Question
I know it's possible to match a word and then reverse the matches using other
tools (e.g. grep -v
). However, is it possible to match lines that do not
contain a specific word, e.g. hede
, using a regular expression?
Input:
hoho
hihi
haha
hede
Code:
grep "<Regex for 'doesn't contain hede'>" input
Desired output:
hoho
hihi
haha
Answer
The notion that regex doesn't support inverse matching is not entirely true. You can mimic this behavior by using negative look-arounds:
^((?!hede).)*$
The regex above will match any string, or line without a line break, not containing the (sub)string 'hede'. As mentioned, this is not something regex is "good" at (or should do), but still, it is possible.
And if you need to match line break chars as well, use the DOT-ALL
modifier (the trailing s
in
the following pattern):
/^((?!hede).)*$/s
or use it inline:
/(?s)^((?!hede).)*$/
(where the/.../
are the regex delimiters, i.e., not part of the pattern)

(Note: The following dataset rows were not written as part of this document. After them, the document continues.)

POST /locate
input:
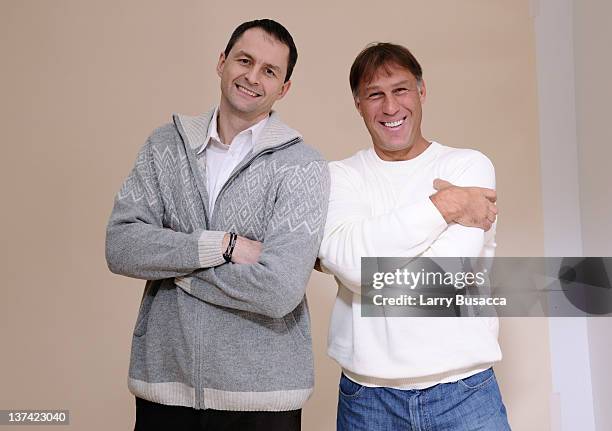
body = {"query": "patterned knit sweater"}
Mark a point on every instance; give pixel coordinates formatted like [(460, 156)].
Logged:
[(211, 334)]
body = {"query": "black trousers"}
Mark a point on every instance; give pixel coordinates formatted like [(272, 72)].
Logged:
[(152, 416)]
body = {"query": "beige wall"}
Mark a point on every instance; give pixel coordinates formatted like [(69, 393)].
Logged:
[(592, 33), (83, 83)]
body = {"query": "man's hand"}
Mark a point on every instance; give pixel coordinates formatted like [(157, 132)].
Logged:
[(468, 206), (246, 251)]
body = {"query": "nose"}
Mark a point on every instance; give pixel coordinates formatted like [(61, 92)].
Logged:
[(390, 105)]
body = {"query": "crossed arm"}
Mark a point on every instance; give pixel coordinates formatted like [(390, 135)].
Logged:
[(451, 222), (267, 278)]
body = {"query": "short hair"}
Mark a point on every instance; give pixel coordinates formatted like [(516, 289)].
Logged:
[(382, 54), (275, 30)]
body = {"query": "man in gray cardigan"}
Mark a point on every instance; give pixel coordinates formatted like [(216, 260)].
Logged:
[(223, 214)]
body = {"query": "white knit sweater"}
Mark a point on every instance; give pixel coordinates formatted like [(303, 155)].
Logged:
[(380, 208)]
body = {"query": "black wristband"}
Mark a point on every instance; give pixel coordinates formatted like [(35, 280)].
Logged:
[(227, 255)]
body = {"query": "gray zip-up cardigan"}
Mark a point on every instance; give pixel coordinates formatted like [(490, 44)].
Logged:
[(211, 334)]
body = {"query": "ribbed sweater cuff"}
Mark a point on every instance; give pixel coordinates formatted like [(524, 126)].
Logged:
[(209, 248)]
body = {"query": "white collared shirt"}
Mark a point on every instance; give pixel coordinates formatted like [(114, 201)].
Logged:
[(221, 159)]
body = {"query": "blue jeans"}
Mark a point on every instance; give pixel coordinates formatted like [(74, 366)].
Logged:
[(471, 404)]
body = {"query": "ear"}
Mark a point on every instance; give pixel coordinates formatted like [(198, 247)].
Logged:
[(220, 64), (284, 89), (422, 92), (357, 105)]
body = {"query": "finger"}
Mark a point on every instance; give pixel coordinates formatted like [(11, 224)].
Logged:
[(490, 194), (440, 184)]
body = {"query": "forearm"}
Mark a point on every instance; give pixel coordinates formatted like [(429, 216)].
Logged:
[(405, 231), (149, 252)]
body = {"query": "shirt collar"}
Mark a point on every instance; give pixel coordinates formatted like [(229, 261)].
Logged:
[(213, 133)]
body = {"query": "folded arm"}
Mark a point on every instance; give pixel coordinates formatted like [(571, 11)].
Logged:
[(276, 283), (137, 243), (418, 229)]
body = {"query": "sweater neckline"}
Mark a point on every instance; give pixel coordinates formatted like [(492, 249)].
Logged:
[(430, 152)]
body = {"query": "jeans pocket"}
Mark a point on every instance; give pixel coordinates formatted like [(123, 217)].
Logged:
[(478, 380), (348, 388)]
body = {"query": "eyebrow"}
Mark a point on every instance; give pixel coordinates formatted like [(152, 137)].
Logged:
[(250, 57), (404, 82)]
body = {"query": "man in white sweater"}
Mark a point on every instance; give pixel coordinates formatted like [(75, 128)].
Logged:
[(415, 373)]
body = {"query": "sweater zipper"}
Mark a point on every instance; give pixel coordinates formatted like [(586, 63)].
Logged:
[(248, 163), (199, 391)]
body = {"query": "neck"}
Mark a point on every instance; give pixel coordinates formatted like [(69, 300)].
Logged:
[(230, 123), (418, 146)]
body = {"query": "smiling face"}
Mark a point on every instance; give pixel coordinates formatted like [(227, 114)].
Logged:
[(391, 107), (252, 75)]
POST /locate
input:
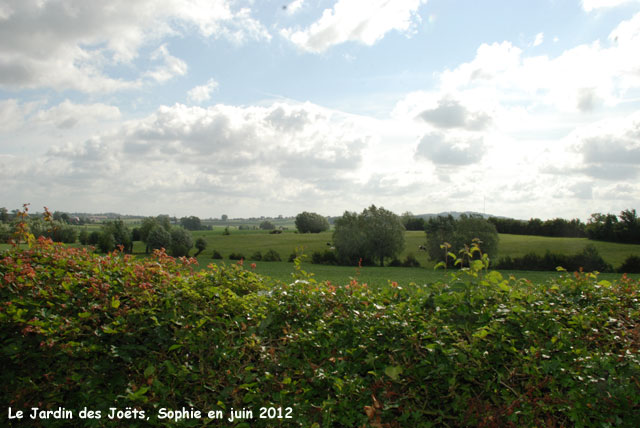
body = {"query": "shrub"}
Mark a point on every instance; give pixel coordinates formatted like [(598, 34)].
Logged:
[(411, 261), (271, 256), (631, 265), (5, 232), (459, 233), (83, 236), (307, 222), (78, 329), (201, 245), (94, 238)]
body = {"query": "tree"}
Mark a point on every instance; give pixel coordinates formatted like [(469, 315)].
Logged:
[(201, 245), (191, 223), (83, 236), (349, 239), (148, 224), (158, 238), (458, 233), (411, 222), (373, 235), (181, 242), (307, 222), (120, 233), (267, 225)]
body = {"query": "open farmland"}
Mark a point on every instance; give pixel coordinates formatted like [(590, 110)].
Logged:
[(152, 334)]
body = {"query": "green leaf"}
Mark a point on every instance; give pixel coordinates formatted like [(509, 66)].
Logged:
[(393, 371), (115, 303), (149, 370), (481, 333)]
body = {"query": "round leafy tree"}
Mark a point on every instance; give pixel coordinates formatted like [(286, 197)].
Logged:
[(373, 235)]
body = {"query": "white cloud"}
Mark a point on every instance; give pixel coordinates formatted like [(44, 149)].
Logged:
[(451, 113), (446, 149), (581, 79), (363, 21), (65, 44), (294, 7), (68, 114), (202, 93), (171, 66), (539, 39)]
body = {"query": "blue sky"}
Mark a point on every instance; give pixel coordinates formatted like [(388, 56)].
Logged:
[(248, 108)]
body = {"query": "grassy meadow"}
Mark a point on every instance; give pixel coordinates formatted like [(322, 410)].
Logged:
[(247, 242)]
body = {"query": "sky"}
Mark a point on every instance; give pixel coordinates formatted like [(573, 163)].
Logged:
[(263, 108)]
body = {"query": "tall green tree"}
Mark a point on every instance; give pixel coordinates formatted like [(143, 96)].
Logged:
[(181, 242), (159, 238)]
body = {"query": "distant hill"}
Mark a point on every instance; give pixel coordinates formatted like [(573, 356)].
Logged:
[(454, 214)]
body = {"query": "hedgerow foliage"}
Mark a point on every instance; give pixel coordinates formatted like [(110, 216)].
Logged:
[(79, 329)]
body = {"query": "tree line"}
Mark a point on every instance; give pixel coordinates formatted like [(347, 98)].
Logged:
[(557, 227)]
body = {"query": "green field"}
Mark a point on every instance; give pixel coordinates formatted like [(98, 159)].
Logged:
[(248, 242)]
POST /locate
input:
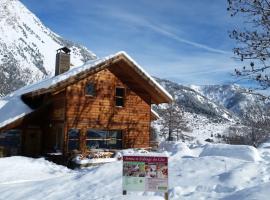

If the DOT-ALL modifier is not available, you can mimic the same behavior with
the character class [\s\S]
:
/^((?!hede)[\s\S])*$/
Explanation
A string is just a list of n
characters. Before, and after each character,
there's an empty string. So a list of n
characters will have n+1
empty
strings. Consider the string "ABhedeCD"
:
┌──┬───┬──┬───┬──┬───┬──┬───┬──┬───┬──┬───┬──┬───┬──┬───┬──┐
S = │e1│ A │e2│ B │e3│ h │e4│ e │e5│ d │e6│ e │e7│ C │e8│ D │e9│
└──┴───┴──┴───┴──┴───┴──┴───┴──┴───┴──┴───┴──┴───┴──┴───┴──┘
index 0 1 2 3 4 5 6 7
where the e
's are the empty strings. The regex (?!hede).
looks ahead to
see if there's no substring "hede"
to be seen, and if that is the case (so
something else is seen), then the .
(dot) will match any character except a
line break. Look-arounds are also called zero-width-assertions because they
don't consume any characters. They only assert/validate something.
So, in my example, every empty string is first validated to see if there's no
"hede"
up ahead, before a character is consumed by the .
(dot). The regex
(?!hede).
will do that only once, so it is wrapped in a group, and repeated
zero or more times: ((?!hede).)*
. Finally, the start- and end-of-input are
anchored to make sure the entire input is consumed: ^((?!hede).)*$
As you can see, the input "ABhedeCD"
will fail because on e3
, the regex
(?!hede)
fails (there is "hede"
up ahead!).